Defense counsel: And respectfully request a mistrial.
Court: Denied.
Prosecutor: This happened in Bexar County. There’s no denying that.
Defense counsel: Your Honor, may I have a running objection?
Court: I’ll overrule that objection. That’s –
Prosecutor: This happened intentionally and knowingly. There’s no
denying that.
Defense counsel: I suppose I need to object every time. So 38.08 – every time
he says there’s no denying, it’s a comment under 38.08.
Court: That – I’ll overrule that.
The prosecutor continued by summarizing the elements of robbery and then stated, “After listening
to defendant’s closing argument, I guess we are to surmise that the only element at stake is whether
or not Deborah Atkins was placed in fear of imminent bodily injury.”
It appears the prosecutor’s statements, taken in context of his entire argument, were not
intended to refer to defendant’s failure to testify, but were meant to summarize the evidence and
focus the jury on a specific element of robbery. Further, the argument did not refer to evidence that
only defendant could have provided. We conclude the prosecutor’s argument did not amount to a
prohibited reference to the defendant’s failure to testify. Therefore, we hold that the language used
was not manifestly intended or was of such a character that the jury would necessarily and naturally
take it as a comment on defendant’s failure to testify. Bustamante, 48 S.W.3d at 765.

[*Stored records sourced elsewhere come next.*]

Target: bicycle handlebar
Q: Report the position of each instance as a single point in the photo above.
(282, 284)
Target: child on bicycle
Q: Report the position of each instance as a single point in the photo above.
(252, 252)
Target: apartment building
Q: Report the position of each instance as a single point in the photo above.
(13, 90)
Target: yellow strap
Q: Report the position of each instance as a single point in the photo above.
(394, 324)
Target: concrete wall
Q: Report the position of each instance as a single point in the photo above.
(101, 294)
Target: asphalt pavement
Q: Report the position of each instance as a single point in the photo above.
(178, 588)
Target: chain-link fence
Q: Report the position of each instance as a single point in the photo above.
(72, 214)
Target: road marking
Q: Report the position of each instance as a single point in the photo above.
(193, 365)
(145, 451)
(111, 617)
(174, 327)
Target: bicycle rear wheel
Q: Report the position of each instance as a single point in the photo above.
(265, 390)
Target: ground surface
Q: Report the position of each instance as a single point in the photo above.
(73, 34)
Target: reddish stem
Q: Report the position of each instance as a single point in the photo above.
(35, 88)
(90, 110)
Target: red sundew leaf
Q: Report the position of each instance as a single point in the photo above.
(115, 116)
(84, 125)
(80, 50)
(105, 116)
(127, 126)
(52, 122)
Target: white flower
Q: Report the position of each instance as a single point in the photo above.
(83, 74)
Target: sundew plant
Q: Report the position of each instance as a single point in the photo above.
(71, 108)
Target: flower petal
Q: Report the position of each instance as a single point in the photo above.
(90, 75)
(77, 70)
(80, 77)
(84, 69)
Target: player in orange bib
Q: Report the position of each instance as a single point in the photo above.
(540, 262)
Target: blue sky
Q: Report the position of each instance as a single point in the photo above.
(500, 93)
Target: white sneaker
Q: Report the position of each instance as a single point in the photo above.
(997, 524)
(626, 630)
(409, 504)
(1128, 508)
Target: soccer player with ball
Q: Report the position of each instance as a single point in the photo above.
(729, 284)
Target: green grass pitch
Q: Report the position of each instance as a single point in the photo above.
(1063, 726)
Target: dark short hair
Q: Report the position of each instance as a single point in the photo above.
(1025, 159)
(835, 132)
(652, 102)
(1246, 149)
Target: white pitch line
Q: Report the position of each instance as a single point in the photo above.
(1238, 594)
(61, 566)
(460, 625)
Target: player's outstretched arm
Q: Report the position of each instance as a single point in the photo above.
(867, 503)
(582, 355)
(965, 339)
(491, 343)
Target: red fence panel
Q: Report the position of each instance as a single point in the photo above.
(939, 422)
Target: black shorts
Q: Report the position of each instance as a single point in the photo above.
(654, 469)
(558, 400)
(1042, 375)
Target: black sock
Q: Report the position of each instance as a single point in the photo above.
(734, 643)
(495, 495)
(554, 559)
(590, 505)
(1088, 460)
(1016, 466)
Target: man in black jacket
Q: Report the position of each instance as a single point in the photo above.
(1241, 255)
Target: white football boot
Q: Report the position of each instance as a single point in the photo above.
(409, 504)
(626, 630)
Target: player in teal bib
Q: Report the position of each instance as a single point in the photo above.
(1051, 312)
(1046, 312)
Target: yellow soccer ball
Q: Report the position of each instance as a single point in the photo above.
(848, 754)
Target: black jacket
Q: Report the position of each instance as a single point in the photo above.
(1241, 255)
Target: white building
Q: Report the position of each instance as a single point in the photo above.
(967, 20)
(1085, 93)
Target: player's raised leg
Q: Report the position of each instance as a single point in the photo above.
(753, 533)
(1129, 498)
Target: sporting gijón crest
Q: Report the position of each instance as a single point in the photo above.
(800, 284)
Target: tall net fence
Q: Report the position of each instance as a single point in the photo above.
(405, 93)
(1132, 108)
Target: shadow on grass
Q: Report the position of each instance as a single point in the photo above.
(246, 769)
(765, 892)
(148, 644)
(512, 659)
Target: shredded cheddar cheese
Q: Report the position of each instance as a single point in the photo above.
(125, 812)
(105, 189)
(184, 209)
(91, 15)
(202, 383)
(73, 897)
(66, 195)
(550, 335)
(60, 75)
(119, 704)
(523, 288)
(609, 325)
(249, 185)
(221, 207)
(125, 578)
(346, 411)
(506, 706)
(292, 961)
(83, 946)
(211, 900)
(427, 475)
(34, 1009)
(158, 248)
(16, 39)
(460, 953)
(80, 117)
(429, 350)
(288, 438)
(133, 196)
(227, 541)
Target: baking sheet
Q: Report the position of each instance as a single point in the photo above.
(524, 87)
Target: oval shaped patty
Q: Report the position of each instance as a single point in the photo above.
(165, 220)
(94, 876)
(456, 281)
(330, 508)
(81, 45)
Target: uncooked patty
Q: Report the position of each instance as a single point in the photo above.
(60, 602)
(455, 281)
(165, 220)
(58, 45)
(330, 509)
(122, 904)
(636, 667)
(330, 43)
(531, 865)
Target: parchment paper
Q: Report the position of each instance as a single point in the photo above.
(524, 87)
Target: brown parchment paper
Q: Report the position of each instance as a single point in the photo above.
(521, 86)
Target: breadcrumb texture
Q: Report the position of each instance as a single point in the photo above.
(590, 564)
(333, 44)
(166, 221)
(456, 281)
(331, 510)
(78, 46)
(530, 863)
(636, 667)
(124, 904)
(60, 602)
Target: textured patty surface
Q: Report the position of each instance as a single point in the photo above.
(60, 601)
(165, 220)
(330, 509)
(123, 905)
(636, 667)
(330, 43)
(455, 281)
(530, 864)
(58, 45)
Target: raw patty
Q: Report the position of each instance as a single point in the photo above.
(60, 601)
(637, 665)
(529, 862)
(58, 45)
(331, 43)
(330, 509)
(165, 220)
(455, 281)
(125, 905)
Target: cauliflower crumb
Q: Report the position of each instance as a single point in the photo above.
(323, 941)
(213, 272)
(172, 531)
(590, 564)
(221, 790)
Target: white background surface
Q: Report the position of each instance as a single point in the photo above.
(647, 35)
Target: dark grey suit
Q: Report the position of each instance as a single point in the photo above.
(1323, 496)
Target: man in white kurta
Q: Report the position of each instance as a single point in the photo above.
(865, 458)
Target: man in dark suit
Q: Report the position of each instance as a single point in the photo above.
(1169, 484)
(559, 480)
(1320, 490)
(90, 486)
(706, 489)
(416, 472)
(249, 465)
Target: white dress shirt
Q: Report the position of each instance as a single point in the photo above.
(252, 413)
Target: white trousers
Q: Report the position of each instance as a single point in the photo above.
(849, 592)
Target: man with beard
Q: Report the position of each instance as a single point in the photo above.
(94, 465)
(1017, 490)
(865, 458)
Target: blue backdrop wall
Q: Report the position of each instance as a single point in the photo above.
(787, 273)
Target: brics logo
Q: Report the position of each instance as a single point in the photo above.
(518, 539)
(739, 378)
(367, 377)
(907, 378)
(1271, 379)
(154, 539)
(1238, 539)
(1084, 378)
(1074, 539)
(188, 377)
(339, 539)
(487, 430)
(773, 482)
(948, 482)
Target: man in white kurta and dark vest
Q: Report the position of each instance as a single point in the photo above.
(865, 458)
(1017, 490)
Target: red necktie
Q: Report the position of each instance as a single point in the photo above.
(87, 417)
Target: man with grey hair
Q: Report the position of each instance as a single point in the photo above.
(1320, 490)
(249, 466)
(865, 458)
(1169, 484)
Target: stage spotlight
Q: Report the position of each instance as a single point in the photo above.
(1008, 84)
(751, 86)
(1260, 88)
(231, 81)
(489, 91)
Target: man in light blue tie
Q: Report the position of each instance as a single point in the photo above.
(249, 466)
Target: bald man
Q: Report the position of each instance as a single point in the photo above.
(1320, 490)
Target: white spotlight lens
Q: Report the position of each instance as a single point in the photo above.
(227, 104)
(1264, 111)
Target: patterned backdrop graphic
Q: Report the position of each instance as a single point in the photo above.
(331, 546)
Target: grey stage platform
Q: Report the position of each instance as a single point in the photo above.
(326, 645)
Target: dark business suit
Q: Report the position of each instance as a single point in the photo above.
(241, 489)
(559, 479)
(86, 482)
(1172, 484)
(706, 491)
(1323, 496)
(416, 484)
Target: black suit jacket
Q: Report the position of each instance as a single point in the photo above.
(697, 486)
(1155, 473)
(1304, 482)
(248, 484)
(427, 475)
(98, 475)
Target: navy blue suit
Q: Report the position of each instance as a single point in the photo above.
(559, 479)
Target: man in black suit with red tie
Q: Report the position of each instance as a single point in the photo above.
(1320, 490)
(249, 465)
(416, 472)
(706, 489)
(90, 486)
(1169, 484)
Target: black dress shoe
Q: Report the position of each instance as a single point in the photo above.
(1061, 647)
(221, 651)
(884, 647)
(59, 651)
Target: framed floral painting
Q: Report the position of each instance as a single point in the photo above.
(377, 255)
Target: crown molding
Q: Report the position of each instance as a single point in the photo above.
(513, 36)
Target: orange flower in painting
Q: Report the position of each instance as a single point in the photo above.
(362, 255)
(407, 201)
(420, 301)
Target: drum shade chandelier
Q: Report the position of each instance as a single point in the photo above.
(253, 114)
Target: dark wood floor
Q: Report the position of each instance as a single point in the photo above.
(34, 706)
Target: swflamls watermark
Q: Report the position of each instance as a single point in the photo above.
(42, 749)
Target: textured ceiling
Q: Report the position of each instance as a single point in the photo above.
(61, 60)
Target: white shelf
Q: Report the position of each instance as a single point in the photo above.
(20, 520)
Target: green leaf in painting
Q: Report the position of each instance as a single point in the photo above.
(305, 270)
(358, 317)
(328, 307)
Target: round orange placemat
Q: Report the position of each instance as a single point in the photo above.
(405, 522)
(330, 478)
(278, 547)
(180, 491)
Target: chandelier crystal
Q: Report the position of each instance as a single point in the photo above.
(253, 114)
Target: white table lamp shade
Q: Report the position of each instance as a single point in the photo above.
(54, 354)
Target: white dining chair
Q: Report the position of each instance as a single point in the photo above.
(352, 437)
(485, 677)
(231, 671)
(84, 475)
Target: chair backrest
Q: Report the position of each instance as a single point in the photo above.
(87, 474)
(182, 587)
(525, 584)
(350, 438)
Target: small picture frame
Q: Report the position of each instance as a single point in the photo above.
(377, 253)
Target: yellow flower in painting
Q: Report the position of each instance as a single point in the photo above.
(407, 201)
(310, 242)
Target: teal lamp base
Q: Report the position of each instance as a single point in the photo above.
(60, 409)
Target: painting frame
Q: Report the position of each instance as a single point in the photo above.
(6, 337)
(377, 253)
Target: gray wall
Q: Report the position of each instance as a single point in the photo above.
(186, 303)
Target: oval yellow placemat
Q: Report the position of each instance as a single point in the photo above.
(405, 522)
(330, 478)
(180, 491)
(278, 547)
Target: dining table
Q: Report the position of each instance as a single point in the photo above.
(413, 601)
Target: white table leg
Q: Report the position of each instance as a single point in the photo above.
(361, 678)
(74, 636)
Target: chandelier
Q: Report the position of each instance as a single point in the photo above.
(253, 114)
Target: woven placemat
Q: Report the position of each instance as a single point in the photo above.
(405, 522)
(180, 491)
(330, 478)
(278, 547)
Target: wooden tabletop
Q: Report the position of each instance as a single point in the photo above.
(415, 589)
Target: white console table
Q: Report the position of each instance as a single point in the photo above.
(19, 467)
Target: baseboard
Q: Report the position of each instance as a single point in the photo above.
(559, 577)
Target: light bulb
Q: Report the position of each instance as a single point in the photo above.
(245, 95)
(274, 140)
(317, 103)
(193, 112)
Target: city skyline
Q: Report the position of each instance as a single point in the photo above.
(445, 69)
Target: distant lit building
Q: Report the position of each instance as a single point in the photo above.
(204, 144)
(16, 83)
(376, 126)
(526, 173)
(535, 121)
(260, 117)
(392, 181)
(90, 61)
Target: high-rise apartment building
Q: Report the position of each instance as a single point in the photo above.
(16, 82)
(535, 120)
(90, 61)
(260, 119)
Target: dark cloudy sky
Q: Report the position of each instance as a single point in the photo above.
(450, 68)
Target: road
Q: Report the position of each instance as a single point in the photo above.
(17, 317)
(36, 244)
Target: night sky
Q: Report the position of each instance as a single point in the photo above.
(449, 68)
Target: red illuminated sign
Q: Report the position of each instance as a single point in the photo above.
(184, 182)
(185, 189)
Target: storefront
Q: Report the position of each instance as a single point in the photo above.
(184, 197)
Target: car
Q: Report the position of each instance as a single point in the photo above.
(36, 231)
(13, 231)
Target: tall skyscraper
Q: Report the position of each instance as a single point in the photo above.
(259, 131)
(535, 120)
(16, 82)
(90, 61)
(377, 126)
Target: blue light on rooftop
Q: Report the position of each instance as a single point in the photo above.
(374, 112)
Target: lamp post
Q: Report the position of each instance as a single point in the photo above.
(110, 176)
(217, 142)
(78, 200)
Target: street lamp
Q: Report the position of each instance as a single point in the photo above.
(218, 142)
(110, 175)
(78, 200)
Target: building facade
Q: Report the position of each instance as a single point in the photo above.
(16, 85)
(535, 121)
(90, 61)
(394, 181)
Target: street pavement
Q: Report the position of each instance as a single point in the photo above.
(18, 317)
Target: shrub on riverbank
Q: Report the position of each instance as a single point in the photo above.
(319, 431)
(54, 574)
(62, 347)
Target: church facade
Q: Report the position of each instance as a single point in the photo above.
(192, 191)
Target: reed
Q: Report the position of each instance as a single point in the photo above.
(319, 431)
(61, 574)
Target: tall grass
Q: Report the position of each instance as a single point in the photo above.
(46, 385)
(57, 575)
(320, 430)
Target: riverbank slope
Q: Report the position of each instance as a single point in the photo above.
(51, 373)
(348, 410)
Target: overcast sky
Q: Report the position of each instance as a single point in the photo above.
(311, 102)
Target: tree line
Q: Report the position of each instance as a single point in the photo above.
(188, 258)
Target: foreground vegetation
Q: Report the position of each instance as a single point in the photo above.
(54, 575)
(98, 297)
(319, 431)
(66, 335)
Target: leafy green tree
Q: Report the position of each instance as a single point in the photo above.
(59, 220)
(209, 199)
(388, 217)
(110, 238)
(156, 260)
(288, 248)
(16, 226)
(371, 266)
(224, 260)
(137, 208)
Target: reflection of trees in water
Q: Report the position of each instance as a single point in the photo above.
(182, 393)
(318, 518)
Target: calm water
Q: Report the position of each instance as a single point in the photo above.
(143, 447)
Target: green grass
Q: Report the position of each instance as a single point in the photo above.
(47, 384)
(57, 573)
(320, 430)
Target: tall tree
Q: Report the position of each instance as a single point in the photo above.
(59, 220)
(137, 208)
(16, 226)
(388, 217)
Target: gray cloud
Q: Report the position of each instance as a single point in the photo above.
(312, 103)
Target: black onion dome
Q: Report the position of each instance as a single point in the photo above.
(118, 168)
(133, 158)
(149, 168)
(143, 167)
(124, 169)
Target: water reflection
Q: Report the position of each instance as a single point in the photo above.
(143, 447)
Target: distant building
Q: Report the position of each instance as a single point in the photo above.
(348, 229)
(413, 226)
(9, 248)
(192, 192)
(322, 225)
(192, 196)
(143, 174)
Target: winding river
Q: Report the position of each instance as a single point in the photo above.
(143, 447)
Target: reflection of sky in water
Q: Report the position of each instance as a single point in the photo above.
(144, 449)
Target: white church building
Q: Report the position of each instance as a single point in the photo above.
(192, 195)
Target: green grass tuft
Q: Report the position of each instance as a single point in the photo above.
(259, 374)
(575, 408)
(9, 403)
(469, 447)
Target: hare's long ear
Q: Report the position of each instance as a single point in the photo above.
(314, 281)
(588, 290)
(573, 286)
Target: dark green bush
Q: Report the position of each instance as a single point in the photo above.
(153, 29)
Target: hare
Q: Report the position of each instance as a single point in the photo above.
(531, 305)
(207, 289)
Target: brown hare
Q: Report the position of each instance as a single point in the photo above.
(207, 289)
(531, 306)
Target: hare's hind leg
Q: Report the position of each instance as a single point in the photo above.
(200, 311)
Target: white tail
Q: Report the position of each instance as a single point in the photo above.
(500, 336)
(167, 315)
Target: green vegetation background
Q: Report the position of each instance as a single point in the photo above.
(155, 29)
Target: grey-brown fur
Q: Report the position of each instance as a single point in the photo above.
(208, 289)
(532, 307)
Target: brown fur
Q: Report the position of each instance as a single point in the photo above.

EXTRANEOUS OFFENSE EVIDENCE
In his last issue, defendant claims the trial court erred by admitting during the punishment
phase, photographs of an extraneous assault, thus violating Crawford v. Washington, 541 U.S. 36
(2004), the Sixth and Fourteenth Amendments of the United States Constitution, and Article 1,
section 10, of the Texas Constitution. During the admission of the photographs, defendant raised
objections under Texas Rules of Evidence 402 and 403, but did not object on Crawford or
constitutional grounds. No other objection was brought to the trial court’s attention. Because
defendant’s trial objections do not comport with his constitutional complaint on appeal, he has not
preserved this complaint for review. See Tex. R. App. P. 33.1(a); Knox v. State, 934 S.W.2d 678,
687 (Tex. Crim. App. 1996).
CONCLUSION
We overrule defendant’s issues on appeal and affirm the trial court’s judgment.